Di Giuseppe: Delfino super può lottare per la serie B

11 Settembre 2022

Il ds rosetano del Latina: «Vogliamo vincere questa sfida, poi tiferò i biancazzurri Da bimbo andavo all’Adriatico, grazie al Pescara mi sono innamorato del calcio»

PESCARA. C’è tanto Abruzzo oggi a sfidare il Pescara. Daniele Di Donato sulla panchina e Marcello Di Giuseppe dietro la scrivania. Allenatore e ds, entrambi rosetani. Il dirigente dei pontini ed ex ds del Teramo si racconta a 360° «Il Pescara? È una squadra forte», dice Di Giuseppe. «Ci vorrà tempo per vederla a pieno regime, ma credo che resterà nelle zone alte fino alla fine del torneo. Cosa rappresenta per me Pescara? Per me è tutto», racconta Di Giuseppe con voce emozionata. «A Pescara mi sono innamorato del calcio. All’Adriatico ho visto Rivera in maglia Milan nell’ultimo anno della sua carriera.
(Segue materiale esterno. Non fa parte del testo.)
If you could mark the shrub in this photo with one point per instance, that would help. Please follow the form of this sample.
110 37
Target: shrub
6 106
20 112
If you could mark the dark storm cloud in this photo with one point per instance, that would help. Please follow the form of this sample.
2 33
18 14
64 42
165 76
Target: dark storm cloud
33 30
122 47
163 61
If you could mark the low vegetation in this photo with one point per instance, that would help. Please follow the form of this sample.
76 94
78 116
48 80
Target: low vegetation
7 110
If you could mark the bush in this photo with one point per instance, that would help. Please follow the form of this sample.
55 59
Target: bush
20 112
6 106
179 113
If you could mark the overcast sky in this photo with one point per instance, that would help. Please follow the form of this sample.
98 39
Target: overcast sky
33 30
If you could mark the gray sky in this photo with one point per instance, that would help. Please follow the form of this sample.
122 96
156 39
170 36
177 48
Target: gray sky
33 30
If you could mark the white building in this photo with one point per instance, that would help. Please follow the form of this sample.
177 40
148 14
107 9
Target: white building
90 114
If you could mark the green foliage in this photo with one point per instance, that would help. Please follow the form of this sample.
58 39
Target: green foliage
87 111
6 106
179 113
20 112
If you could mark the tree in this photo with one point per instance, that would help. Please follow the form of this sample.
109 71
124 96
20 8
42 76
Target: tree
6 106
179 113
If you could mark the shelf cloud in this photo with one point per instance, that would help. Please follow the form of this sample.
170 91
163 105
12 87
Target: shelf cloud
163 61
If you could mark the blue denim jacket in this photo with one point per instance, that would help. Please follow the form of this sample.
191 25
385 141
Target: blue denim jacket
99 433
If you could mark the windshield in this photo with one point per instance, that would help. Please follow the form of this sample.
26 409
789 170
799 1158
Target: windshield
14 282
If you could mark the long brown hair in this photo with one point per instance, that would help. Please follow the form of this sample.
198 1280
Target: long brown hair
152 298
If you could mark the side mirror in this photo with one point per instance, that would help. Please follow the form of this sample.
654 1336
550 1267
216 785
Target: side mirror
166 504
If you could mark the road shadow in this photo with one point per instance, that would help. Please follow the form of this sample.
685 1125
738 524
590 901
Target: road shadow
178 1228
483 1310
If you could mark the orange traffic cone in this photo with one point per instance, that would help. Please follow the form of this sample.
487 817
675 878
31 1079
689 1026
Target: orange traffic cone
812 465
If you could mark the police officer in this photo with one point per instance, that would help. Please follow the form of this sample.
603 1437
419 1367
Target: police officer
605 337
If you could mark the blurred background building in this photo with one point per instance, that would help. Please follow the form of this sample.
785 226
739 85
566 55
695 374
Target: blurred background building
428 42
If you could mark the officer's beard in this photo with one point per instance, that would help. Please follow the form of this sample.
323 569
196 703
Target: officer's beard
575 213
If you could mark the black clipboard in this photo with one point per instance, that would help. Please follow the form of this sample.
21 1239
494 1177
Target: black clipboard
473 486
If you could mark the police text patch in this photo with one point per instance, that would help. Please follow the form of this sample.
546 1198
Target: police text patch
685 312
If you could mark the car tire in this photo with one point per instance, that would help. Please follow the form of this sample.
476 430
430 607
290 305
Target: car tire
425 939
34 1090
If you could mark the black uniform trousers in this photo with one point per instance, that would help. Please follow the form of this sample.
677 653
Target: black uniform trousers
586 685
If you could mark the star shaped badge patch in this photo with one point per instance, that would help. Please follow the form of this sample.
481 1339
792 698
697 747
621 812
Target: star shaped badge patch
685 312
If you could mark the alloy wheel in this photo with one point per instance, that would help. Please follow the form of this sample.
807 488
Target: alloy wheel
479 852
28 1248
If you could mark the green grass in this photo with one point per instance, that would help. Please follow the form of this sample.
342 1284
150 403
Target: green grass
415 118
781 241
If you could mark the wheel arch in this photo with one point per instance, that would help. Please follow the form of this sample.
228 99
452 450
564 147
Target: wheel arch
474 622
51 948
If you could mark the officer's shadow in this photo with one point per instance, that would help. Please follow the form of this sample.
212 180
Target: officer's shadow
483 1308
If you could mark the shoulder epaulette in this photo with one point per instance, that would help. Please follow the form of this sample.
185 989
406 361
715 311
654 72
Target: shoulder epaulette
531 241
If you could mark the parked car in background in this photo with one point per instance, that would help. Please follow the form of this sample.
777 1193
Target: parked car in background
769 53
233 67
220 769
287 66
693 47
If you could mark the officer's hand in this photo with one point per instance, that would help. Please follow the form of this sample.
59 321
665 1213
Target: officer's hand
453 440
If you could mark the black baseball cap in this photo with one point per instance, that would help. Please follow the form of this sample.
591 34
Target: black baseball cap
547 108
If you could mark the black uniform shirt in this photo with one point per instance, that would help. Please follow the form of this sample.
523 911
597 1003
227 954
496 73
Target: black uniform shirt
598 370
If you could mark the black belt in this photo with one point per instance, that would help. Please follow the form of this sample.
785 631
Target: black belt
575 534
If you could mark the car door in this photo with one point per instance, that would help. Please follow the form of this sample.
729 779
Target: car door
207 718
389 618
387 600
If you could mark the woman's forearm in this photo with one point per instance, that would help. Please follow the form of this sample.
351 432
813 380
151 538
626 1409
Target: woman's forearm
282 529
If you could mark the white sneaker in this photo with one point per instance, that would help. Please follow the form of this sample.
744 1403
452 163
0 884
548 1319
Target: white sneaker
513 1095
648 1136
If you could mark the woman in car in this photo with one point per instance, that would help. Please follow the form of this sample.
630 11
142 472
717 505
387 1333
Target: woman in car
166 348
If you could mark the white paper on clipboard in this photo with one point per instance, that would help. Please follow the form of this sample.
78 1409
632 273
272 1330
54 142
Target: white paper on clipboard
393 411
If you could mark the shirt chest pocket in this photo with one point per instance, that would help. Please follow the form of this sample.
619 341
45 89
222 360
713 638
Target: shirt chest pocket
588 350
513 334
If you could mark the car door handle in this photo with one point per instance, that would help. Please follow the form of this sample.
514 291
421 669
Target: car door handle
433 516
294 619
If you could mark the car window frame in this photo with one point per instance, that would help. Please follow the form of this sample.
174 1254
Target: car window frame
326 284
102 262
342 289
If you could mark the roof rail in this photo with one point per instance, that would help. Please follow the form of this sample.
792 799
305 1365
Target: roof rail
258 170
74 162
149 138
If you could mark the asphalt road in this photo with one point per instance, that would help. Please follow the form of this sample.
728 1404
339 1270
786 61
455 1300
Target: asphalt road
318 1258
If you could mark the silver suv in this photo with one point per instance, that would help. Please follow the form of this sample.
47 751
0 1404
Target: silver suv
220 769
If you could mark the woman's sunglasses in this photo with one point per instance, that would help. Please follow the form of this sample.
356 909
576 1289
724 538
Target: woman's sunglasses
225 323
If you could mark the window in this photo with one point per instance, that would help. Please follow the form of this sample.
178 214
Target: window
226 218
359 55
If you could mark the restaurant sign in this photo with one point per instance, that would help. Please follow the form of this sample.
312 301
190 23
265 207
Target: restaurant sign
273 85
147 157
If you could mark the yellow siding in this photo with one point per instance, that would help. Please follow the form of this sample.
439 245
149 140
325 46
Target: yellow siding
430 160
Era la giornata dell’episodio della sassata che colpì il calciatore e arrivò lo 0-2 a tavolino (stagione 1977-1978)». Di Giuseppe da calciatore (ex attaccante) ha altrettanti ricordi carichi di emozione. «Quando ero alla Santedigiese ho giocato in amichevole contro Junior e Dunga, due dei giocatori più importanti della storia di Pescara. Ai tempi del Francavilla, invece, ero insieme a Massara e Pagano altre due grandi bandiere. Potete immaginare quanto io sia legato al Delfino. E sono legato anche all’ultima promozione in A del Pescara, che ha avuto come grande protagonista Lapadula (30 gol), bomber che ho rilanciato io a Teramo e con il quale ho tuttora un rapporto splendido. Lavorare un giorno a Pescara? È come se ad un calciatore dite di andare alla Juve». Dopo le parole d’amore a Pescara e al Pescara, Di Giuseppe analizza la partita di oggi. «Vincere con il Pescara sarebbe una soddisfazione personale, ma per quello che ho detto saranno 90’ difficili per me. Pescara mi ha insegnato il calcio. Eviterei volentieri la partita, ma sia chiaro: faremo di tutto per vincerla. Quando non giocheremo contro tiferò per i biancazzurri. Mi aspetto una gara bella e tattica tra due squadre che sanno stare in campo. Loro hanno più qualità, ma noi abbiamo alcune caratteristiche che possono far male. Le transizioni? Sì, anche». Di Giuseppe svela poi una possibile strategia e un giocatore che leverebbe a Colombo. «Una chiave per la partita di oggi? Avere coraggio usando la testa. A Colombo, che ringrazio per le belle parole dette alla mia squadra, leverei gli ultimi 20’ di Delle Monache».